The Fed’s balance sheet now sits at an incredible $9-trillion, from less than $1-trillion in 2004, and the End of Money authors argue that the Fed has created a system “that has become addicted to monetary stimulus”. 

It is a key factor in the bull market we have enjoyed for well over a decade now. It is also, in the view of the book’s authors, one of the main factors behind the rise and rise of cryptocurrencies.

The discussion on crypto is one of the central themes in the book; namely, the argument that the world has lost a dangerous amount of trust in fiat money and banking institutions – contributing to the end of money as we know it.

Buckham, who majored in maths, says he’s not changed his view on crypto at all. “It’s a really stupid idea which has been stolen from cryptography.”

“I think the acolytes of bitcoin and the zealots of crypto are cult-like, where there is zero tolerance for argumentation. But that $2-trillion market only exists because of the ridiculous excess money that has been created by the Federal Reserve, so all of this is only happening because of very poor macroeconomic policy,” he argues.

The authors describe the cryptocurrency mania as “a dangerous idea” that will only “accelerate chaos and disorder”. 

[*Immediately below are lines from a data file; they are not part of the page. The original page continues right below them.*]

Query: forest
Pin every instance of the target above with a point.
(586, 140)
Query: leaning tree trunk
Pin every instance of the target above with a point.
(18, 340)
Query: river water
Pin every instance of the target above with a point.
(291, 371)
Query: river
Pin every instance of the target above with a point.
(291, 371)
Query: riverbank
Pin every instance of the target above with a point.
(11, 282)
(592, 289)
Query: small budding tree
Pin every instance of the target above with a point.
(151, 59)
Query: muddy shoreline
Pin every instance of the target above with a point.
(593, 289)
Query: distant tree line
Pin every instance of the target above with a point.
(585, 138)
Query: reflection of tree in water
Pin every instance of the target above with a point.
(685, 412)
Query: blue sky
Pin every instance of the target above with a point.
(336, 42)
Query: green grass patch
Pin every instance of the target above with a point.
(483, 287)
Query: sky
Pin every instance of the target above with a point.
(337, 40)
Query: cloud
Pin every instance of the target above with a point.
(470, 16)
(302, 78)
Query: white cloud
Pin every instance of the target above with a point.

“There are now thousands of different money replicants in circulation that are not backed by binding government declarations but rather by essentially pointless, never-ending mathematical problems.”

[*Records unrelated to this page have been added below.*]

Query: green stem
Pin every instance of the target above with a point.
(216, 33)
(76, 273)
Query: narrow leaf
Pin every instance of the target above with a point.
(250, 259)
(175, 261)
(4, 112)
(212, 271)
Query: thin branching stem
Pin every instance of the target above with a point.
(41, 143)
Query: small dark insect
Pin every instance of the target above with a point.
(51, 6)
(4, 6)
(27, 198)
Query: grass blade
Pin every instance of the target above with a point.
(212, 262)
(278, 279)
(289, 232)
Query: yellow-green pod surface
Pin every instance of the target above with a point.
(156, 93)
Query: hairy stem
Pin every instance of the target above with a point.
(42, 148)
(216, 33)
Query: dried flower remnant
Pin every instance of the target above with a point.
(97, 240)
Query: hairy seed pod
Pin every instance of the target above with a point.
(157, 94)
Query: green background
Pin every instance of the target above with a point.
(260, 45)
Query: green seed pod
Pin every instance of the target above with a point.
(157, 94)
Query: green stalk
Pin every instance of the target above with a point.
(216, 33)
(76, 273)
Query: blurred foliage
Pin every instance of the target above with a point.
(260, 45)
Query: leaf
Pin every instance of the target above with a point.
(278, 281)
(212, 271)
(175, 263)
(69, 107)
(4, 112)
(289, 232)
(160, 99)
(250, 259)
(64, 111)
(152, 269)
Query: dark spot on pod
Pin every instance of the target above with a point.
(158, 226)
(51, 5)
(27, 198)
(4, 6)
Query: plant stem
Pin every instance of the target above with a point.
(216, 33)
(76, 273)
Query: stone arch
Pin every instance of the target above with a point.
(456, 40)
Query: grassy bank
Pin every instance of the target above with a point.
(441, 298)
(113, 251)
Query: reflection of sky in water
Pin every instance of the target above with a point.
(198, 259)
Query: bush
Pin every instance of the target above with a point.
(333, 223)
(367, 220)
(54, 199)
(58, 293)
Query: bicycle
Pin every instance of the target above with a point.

Buckham says: “That’s all a decentralised ledger is: thousands of people around the world using their computers to validate a set of transactions, called a block, by encapsulating it in a cryptographic problem. They’re solving a problem whose answers we already know. It’s offensive to the human condition to waste energy and it’s equivalent to throwing trust out of the window.”

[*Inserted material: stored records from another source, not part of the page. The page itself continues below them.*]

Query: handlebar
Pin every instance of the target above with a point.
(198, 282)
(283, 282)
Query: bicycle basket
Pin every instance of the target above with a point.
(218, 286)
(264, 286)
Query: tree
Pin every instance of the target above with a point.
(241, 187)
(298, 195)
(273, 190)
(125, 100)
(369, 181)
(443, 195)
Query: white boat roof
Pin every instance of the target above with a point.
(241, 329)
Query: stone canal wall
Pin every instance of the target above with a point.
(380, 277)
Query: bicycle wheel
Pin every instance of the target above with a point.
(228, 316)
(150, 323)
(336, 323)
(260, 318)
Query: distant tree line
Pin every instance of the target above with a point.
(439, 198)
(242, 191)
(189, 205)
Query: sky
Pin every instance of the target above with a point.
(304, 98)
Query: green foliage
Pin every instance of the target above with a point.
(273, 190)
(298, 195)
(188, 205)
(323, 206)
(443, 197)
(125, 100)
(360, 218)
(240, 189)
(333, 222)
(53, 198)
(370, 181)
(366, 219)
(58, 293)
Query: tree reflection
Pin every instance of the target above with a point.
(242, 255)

The authors write that cryptocurrencies “pose a grave risk to our functional societies. Countercultural and intrinsically antisocial, cryptocurrencies have encouraged a growing contingent of the public to consciously choose chaos over order, to dispense with global institutions in favour of what has become known as peer-to-peer transactions, cutting out the intermediary – the entire banking system – in favour of a world in which we need never trust each other again.”

You can just imagine how well that’s gone down with the crypto bulls. 

Of course, for those still appalled by the banking excesses of the financial crisis, which sparked a massive economic downturn, the loss of faith in this system – imperfect as it is – may seem no great tragedy. (Only Iceland ever had the nerve to jail any bankers at all.)

Until you consider that banking has, in fact, been critical to human progress.

“As a global industry, banking today makes possible international trade – essential to lifting entire nations out of obscurity and deterring violent appropriation of land and resources – and encourages multilateral diplomacy over protracted conflict,” the authors write.  

Buckham tells the FM that “it is a very sad state of the world where it’s in vogue to encourage the idea that the formal banking system is useless. It’s like people saying the police are corrupt but you’ll still phone them if someone comes over your wall.”

The authors persuasively argue the point that this erosion of trust in formal financial systems is linked to the fragmentation of democracy and liberalism.

They also, equally persuasively, dissect the incredible growth of the Chinese banking system, where assets have reached a truly eye-popping $49-trillion – vastly outpacing the growth of any other banking system in the world.

It was research into what was going on in China that became the genesis for the book, and the chapters on China and its ferocious growth quest make for fascinating reading.

If you’re nervous about the Fed, you’ll probably need a few soothing libations when you start reading about the true health of China’s hugely indebted economy, not to mention the “Orwellian” regulations Chinese leaders are reverting to in order to reimpose some order on their out-of-control economic revolution.

While this may sound rather technical, The End of Money really isn’t. It’s lucid and thorough, and should be essential reading for anyone interested in financial markets – from novice investor to professional. 

As for how this plays out in the stock, bond, and crypto markets, the swings we’ve seen in the past few days are probably a hint. Buckle up!